Different algorithms and structures have been used to solve rate-limiting. In this post I want to focus on use of probabilistic method & count-min sketch in particular.

Why

To save space or time. It approximates the result.

There is extensive research on solving the membership problem using data structures from hash tables to balanced trees and B-tree indices, and these form the backbone of systems from OSs, compilers, databases and beyond. Many of these data structures have been in widespread use for forty or more years.
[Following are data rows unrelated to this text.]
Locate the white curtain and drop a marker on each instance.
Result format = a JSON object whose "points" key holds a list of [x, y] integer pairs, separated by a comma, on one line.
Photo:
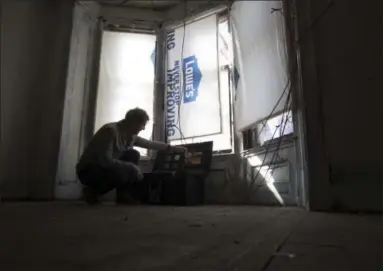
{"points": [[126, 78], [192, 80], [260, 58]]}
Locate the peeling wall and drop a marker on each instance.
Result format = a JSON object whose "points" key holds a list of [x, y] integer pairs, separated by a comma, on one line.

Count-min consumes a stream of events and produces approximate frequency of each of the events. It can be queried for frequency of a certain event and it will return the frequency of that event with certain probability.

Usage

Compressed sensing, Networking, Databases, NLP, Security (cryptography, finding primes), Computation Geometry (finding vertices),  Machine Learning.

Implementation

Simple python implementation from github.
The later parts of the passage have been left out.